Assessing a dual-frequency identification sonars' fish-counting accuracy, precision, and turbid river range capability

Accurately assessing migrating salmon populations in turbid rivers with hydroacoustics is challenging. Using single, dual, or split-beam sonars, difficulties occur fitting acoustic beams between the river's narrow boundaries, distinguishing fish from nonfish echoes, and resolving individual fish at high densities. To address these issues, the fish-counting capability of a dual-frequency identification sonar (DIDSON), which produces high resolution, video-like images, was assessed. In a clear river, fish counts generated from a DIDSON, an echo counter, split-beam sonar, and video were compared to visual counts from a tower, a method frequently used to ground-truth sonars. The DIDSON and tower counts were very similar and showed the strongest agreement and least variability compared to the other methods.
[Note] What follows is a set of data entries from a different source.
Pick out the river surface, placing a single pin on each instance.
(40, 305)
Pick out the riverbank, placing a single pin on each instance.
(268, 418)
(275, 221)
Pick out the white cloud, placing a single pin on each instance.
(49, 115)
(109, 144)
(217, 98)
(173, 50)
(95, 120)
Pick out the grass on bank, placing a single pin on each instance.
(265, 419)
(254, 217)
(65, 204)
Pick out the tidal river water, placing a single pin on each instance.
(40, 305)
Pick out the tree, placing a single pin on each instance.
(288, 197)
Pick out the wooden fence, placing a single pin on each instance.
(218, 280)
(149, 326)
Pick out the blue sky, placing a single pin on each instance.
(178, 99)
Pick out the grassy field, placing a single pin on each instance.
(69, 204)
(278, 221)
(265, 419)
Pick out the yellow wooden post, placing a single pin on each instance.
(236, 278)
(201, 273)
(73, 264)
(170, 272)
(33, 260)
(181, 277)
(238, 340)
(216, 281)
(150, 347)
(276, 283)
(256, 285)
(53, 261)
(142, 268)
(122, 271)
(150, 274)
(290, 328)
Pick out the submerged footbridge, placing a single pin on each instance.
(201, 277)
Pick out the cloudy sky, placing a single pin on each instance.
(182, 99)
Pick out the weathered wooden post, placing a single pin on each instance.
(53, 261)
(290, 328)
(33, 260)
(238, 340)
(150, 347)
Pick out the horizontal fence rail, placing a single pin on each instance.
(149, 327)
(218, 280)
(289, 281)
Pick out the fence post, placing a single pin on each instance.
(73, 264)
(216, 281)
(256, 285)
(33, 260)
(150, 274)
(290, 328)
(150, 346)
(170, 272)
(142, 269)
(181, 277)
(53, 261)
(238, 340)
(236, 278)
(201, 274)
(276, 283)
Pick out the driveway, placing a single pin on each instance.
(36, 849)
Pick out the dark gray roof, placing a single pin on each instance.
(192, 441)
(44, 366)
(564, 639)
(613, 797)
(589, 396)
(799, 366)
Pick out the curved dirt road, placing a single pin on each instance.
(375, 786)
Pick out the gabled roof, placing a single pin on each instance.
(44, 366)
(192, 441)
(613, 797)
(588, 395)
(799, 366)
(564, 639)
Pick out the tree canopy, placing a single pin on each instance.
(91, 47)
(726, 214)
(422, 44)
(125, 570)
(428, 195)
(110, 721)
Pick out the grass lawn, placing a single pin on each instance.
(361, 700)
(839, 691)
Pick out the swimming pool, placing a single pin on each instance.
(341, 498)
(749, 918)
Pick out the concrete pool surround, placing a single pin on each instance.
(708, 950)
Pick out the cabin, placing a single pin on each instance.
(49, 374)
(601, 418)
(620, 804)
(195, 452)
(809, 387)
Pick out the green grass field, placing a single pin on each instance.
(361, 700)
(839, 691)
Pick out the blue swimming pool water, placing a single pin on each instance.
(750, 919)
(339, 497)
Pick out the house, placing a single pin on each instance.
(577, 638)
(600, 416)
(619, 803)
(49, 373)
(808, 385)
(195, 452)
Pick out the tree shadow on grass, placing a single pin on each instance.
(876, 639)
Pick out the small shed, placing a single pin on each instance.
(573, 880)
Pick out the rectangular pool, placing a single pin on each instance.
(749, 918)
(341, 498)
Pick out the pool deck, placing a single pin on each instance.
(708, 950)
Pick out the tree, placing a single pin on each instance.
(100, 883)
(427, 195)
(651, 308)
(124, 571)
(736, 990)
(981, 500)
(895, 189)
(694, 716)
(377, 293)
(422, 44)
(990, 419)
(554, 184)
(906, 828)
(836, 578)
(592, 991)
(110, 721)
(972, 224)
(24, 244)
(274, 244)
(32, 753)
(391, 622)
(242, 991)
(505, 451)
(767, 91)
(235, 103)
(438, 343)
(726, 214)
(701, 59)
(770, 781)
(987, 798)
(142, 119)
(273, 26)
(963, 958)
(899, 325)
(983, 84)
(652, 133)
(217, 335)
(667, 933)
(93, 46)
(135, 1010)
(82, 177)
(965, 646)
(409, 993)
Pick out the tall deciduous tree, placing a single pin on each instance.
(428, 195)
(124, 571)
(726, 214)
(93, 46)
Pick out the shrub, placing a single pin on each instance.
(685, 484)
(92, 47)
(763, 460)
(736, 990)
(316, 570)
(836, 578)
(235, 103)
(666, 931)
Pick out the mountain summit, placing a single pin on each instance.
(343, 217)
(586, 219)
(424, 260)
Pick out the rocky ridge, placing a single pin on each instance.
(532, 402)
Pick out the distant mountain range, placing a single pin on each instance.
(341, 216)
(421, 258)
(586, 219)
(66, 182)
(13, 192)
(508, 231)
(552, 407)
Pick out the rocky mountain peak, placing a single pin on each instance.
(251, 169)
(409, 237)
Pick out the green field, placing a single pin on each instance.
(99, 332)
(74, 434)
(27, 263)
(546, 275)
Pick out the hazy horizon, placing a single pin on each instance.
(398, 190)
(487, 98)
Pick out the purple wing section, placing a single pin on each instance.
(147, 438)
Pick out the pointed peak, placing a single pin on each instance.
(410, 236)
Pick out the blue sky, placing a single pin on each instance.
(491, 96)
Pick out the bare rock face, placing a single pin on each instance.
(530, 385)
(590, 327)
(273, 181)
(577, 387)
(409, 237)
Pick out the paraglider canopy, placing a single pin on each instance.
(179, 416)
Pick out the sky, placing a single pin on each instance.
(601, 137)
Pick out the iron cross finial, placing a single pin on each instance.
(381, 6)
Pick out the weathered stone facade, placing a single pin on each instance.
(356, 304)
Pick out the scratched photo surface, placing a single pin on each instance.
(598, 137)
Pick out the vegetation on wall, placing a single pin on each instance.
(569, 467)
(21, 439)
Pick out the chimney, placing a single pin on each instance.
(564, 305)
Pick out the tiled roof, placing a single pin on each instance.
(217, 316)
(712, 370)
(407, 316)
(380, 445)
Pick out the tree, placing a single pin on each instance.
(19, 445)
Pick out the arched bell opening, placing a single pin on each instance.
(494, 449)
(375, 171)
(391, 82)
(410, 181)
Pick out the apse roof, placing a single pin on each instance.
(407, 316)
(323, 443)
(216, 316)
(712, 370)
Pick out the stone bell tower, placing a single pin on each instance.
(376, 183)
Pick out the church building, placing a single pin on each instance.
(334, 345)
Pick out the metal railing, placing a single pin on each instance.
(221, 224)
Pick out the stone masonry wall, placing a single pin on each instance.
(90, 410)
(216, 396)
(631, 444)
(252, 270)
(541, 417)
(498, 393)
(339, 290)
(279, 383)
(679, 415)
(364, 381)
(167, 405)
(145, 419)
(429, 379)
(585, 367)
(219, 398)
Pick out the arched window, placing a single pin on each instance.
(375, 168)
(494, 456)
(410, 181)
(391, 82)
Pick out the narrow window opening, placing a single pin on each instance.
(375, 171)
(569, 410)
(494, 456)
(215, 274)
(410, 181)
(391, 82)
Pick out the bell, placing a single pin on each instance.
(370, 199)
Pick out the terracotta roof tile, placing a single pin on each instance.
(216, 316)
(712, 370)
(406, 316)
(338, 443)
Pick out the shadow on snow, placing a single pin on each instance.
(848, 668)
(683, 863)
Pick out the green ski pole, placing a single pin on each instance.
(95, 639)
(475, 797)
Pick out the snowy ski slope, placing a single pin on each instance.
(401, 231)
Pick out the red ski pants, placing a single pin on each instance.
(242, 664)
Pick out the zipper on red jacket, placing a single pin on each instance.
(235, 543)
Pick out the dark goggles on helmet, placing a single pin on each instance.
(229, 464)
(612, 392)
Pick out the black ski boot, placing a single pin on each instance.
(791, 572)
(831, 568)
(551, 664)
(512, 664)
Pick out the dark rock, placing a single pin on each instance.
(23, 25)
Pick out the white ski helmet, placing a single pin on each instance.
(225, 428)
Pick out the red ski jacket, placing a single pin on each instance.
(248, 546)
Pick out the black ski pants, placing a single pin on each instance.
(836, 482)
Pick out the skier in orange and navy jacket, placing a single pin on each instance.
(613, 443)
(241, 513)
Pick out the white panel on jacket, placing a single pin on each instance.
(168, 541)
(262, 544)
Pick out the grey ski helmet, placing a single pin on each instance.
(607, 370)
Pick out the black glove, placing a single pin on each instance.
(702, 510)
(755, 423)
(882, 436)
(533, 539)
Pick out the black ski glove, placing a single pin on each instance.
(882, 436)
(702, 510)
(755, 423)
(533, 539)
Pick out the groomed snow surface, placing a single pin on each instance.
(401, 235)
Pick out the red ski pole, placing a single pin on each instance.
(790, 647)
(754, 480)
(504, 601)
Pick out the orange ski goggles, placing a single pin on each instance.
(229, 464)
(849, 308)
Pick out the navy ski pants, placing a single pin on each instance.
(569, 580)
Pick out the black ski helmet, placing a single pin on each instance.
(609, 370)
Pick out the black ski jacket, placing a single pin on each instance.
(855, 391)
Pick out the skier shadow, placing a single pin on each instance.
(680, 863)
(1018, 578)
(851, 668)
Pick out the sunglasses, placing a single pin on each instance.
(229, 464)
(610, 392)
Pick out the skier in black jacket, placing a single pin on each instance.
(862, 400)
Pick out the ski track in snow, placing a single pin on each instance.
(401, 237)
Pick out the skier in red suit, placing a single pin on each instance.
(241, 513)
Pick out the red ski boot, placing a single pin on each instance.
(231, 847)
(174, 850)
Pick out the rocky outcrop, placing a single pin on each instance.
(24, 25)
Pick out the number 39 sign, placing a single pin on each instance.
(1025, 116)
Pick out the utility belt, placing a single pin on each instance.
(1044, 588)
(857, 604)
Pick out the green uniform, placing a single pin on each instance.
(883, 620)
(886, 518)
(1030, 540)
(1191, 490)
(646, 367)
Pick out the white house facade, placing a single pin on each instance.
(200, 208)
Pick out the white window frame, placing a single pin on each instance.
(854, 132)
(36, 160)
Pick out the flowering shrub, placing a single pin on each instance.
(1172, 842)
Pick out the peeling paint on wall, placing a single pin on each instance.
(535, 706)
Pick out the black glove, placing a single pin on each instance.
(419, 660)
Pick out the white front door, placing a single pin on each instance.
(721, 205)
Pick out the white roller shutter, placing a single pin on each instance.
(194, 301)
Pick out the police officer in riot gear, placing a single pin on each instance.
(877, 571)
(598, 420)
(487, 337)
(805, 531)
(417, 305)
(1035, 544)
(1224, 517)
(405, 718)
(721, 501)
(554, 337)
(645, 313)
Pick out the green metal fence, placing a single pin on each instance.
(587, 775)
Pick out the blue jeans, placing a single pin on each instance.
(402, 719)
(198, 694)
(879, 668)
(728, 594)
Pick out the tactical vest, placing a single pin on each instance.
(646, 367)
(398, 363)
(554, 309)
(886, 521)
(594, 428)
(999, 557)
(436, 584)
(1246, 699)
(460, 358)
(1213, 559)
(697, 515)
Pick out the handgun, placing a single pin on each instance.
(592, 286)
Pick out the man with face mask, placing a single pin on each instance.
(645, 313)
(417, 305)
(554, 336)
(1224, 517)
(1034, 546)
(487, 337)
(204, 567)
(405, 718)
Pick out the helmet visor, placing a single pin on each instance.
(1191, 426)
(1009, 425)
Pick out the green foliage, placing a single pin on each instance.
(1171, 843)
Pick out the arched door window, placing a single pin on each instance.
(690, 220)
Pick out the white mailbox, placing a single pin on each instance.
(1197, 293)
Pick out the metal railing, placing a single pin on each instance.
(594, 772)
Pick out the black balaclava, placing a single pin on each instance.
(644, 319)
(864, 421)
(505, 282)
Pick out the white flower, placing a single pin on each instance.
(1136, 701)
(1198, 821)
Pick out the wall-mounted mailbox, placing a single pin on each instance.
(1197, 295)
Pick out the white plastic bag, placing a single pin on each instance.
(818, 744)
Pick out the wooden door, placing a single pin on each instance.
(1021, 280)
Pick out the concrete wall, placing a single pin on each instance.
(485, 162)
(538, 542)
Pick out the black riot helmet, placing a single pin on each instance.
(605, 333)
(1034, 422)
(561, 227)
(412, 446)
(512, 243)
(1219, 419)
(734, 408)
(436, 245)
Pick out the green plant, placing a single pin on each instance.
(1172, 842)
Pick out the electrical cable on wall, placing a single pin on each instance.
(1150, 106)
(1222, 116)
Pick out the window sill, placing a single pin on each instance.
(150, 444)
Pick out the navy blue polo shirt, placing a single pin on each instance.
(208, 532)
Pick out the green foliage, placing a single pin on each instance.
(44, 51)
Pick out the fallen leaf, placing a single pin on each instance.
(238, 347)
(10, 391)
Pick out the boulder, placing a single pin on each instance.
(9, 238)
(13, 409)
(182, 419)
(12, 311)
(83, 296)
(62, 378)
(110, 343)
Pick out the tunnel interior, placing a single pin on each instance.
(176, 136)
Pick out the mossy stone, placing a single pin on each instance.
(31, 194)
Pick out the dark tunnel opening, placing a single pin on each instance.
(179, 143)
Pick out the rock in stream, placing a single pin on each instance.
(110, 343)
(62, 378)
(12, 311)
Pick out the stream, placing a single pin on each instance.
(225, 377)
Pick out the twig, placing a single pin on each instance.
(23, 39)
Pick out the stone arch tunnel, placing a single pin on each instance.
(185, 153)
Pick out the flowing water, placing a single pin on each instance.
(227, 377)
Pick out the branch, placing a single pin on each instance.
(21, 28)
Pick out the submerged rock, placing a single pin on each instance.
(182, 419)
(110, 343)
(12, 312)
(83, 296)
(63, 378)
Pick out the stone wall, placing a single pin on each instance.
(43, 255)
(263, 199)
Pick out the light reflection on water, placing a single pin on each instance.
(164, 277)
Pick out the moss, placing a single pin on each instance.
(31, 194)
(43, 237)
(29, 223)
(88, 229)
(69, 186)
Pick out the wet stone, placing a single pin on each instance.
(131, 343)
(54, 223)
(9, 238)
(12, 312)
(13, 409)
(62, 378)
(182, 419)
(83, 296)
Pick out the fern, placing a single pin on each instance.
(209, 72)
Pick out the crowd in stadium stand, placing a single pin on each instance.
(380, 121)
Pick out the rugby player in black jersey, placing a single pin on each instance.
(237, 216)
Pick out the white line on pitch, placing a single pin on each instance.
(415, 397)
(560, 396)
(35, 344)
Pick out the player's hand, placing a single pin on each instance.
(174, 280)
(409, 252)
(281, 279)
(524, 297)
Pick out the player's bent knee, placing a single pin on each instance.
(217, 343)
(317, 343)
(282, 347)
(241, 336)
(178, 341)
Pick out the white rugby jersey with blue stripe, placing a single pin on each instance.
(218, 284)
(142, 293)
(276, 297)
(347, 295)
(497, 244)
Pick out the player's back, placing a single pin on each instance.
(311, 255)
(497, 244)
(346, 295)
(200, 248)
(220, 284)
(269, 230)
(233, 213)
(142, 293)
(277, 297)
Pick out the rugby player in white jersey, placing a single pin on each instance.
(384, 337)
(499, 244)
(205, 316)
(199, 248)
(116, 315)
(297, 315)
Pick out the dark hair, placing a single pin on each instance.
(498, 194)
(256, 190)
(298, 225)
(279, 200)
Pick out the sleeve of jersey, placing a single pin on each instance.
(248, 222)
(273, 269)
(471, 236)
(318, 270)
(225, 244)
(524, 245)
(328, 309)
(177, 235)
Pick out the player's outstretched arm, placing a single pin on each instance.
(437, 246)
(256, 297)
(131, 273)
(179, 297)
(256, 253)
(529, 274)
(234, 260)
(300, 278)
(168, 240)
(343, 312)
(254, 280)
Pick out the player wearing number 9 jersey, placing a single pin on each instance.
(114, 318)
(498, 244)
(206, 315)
In a highly turbid river, the DIDSON's maximum detection range for a 10.16 cm spherical target was 17 in, less than absorption and wave spreading losses predict, and 26 in in clear water. Unlike tower and video methods, the DIDSON was not limited by surface disturbances or turbidity. DIDSON advantages over other sonars include: better target resolution; wider viewing angle; better coverage of the water column; accurate direction of travel; and simpler to aim and operate.